With Cisco Clean Access, restrictions were enforced on an appliance. With the Cisco NAC Framework, the enforcement took place on an NAD (such as a router or switch). Because of the nature of Mobile NAC, enforcement at these points is insufficient. A user who is mobile wouldn't be affected by a restriction on these devices; the device wouldn't even be in communication with these devices. Consequently, the enforcement capabilities and remediation capabilities must take place on the endpoint itself.
With Fiberlink Mobile NAC, there are two key areas where restriction can take place:
Just as with the LAN-based NAC solutions, there is Layer 3 quarantining and restriction that can take place with Fiberlink Mobile NAC. With LAN-based NAC, the idea is to restrict a noncompliant device from accessing parts of the network other than those that would specifically work to remediate the endpoint. Mobile NAC does virtually the same thing, although this enforcement takes place on the endpoint itself. The Layer 3 restriction can be thought of as an outbound Access Control List (ACL) that controls where the device can go. Rather than just limiting or restricting LAN access when the user is attempting LAN access, this method can restrict access to any Internet location. This restriction reduces the device's exposure to the possibility of additional Internet-based threats.

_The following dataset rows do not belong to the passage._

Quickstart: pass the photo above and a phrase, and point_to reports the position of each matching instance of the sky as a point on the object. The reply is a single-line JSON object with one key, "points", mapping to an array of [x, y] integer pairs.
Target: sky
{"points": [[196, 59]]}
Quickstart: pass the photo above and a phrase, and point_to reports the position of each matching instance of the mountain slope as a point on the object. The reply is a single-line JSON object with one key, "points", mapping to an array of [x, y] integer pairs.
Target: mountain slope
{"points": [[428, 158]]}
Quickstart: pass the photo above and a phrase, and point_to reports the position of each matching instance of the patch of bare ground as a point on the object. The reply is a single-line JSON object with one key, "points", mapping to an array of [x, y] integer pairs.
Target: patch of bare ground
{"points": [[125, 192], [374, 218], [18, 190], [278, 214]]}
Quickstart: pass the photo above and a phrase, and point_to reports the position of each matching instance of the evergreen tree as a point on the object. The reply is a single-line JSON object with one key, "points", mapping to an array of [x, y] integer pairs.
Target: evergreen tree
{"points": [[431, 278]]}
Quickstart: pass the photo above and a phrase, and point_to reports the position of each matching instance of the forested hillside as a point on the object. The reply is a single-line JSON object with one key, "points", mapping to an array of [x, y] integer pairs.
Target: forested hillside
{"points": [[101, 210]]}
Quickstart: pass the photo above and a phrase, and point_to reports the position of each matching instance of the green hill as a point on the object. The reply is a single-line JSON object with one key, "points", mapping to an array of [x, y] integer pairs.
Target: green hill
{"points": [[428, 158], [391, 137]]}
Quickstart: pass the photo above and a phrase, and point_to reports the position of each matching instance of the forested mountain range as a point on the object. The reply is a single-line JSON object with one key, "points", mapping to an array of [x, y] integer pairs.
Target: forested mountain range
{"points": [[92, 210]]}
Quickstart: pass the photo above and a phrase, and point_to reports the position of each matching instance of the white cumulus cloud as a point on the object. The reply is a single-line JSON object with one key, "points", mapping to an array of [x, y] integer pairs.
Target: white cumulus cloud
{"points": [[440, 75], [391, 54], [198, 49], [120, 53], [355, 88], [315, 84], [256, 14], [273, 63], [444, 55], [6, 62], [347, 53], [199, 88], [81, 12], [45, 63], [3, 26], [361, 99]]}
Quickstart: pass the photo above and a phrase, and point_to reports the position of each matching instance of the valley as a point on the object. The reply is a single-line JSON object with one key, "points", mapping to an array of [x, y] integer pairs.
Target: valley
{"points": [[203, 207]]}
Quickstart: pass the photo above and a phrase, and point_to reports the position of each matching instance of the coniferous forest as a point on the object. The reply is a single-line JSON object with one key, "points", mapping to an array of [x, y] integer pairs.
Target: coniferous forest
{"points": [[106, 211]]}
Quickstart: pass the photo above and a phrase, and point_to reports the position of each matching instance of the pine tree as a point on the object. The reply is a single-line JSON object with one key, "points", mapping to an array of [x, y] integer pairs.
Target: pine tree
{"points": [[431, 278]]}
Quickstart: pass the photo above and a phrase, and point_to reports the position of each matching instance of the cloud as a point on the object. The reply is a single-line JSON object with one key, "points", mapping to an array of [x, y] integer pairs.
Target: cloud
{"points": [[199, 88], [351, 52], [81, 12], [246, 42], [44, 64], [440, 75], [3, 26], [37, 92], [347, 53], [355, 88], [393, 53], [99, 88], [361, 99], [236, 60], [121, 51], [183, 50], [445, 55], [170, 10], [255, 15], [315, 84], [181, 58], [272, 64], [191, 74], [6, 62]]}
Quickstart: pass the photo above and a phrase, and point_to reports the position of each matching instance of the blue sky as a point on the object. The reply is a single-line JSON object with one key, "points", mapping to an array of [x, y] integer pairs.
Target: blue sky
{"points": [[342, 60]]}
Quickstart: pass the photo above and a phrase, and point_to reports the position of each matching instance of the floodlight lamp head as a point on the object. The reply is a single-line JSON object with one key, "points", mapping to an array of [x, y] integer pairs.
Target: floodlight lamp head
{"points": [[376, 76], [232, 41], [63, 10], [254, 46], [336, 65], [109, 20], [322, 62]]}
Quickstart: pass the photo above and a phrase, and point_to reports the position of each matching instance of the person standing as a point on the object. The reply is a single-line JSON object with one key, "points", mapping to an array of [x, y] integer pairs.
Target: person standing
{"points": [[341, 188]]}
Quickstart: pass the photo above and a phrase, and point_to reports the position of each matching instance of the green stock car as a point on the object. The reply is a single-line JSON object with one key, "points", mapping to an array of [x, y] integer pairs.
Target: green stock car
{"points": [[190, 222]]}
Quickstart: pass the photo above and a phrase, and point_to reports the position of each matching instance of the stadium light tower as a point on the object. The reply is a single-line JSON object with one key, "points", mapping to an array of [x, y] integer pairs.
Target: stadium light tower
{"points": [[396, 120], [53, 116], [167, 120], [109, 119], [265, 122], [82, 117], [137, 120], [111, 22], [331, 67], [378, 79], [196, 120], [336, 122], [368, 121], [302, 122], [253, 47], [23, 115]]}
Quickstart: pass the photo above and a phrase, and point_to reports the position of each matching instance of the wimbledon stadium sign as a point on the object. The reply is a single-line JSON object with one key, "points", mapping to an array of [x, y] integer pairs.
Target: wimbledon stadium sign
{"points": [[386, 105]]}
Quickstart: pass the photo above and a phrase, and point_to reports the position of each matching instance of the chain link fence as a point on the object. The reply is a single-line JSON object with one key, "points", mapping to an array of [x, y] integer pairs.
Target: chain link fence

When the device status is Out-of-Compliance, all outbound access can be blocked. To allow access to remediation servers and places that are deemed acceptable to an organization, exceptions can be put into place to allow that connectivity. Figure 8-7 illustrates Layer 3 restriction.

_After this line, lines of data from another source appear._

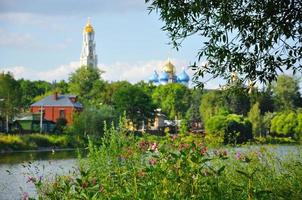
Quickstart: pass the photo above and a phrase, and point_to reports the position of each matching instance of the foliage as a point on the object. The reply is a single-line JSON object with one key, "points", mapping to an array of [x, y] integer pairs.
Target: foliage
{"points": [[231, 128], [110, 89], [9, 95], [61, 124], [91, 121], [238, 129], [29, 90], [286, 90], [256, 119], [287, 124], [236, 98], [193, 114], [35, 141], [211, 104], [135, 102], [173, 99], [176, 167], [257, 39], [86, 83], [267, 122]]}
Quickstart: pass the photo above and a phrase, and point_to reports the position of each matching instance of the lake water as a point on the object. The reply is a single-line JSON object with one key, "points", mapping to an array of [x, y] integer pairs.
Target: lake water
{"points": [[15, 169]]}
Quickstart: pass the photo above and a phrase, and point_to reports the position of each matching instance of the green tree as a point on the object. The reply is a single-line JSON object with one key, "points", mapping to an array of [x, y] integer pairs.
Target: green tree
{"points": [[286, 91], [236, 98], [135, 102], [61, 86], [92, 120], [9, 96], [254, 38], [193, 114], [110, 89], [212, 103], [31, 89], [286, 124], [86, 83], [256, 119], [173, 99]]}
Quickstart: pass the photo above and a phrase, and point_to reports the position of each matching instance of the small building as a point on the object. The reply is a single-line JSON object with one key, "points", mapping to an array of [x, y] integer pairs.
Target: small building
{"points": [[57, 106]]}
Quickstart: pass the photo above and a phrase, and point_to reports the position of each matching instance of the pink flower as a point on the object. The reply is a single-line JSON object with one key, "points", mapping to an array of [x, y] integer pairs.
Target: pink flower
{"points": [[152, 161], [84, 184], [143, 145], [174, 137], [25, 196], [203, 151], [153, 147], [93, 181], [238, 155], [31, 179], [101, 189]]}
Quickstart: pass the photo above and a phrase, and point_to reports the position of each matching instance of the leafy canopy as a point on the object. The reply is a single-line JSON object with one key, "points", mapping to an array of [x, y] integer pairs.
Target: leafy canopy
{"points": [[257, 39]]}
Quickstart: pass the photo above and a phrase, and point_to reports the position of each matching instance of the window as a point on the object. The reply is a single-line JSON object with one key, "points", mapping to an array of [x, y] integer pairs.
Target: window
{"points": [[62, 113]]}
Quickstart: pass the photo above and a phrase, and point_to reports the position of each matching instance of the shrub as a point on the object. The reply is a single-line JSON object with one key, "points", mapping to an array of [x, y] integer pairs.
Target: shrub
{"points": [[91, 121], [232, 128], [287, 124], [61, 124], [125, 167]]}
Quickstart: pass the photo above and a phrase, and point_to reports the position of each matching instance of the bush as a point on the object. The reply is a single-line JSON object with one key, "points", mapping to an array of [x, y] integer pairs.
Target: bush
{"points": [[287, 124], [35, 141], [61, 124], [91, 121], [232, 128], [125, 167]]}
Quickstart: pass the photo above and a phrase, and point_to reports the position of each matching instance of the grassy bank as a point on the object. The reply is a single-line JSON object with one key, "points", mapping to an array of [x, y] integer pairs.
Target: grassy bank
{"points": [[37, 141], [176, 167]]}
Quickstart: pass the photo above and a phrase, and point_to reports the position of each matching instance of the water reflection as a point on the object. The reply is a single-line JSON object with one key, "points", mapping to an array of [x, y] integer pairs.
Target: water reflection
{"points": [[16, 168], [19, 157]]}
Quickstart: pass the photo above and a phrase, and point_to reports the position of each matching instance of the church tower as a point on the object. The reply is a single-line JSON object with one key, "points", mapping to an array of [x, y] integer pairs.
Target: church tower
{"points": [[88, 54]]}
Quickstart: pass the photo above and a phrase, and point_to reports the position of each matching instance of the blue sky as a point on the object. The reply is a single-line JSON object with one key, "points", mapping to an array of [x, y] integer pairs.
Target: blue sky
{"points": [[42, 39]]}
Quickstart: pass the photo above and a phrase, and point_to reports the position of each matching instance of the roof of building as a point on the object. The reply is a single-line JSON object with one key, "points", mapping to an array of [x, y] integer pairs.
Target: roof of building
{"points": [[183, 77], [164, 76], [169, 68], [154, 77], [62, 100]]}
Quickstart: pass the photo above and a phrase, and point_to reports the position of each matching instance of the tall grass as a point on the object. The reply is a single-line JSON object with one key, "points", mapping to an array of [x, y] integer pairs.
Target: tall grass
{"points": [[35, 141], [176, 167]]}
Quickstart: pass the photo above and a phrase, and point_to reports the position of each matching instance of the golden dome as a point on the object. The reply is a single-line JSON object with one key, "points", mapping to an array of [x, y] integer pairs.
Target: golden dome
{"points": [[88, 28], [169, 68]]}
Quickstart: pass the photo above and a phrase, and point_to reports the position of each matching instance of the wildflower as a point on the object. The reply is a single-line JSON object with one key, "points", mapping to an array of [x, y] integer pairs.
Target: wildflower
{"points": [[152, 161], [25, 196], [174, 137], [101, 189], [183, 146], [203, 151], [141, 174], [221, 153], [31, 179], [84, 184], [93, 181], [238, 155], [153, 147], [143, 145]]}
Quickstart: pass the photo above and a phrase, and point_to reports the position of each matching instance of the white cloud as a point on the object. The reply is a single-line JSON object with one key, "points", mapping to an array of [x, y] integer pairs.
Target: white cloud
{"points": [[132, 72], [8, 39], [57, 73]]}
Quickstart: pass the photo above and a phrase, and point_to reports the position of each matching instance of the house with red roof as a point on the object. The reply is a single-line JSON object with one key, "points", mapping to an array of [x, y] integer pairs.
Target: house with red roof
{"points": [[57, 106]]}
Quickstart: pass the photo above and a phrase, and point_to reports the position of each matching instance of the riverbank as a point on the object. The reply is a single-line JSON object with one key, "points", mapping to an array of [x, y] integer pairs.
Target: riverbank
{"points": [[39, 142], [178, 167]]}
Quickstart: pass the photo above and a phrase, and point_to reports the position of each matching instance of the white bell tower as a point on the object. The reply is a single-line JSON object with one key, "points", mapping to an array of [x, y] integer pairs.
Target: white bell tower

In addition to Layer 3 restriction, Layer 7 restriction can also take place. This restriction would prohibit specified applications from being used when in a noncompliant state. If a Critical Internet Explorer patch is missing, then it would be beneficial to restrict the use of Internet Explorer until that patch is received. Layer 7 restriction works even when network connectivity isn't present. So, if a user is on an airplane and disables the antivirus application, Microsoft Word and other applications can be prohibited from running. Figure 8-8 shows Layer 7 restriction.
An interesting feature of Fiberlink Mobile NAC is Restricted Application Protection (RAP). RAP works very similarly to Layer 7 restriction, though it prevents applications from ever running on the machine. Applications such as instant messaging and peer-to-peer applications can pose significant security threats to the enterprise. Being able to prohibit these applications from running is an important security feature.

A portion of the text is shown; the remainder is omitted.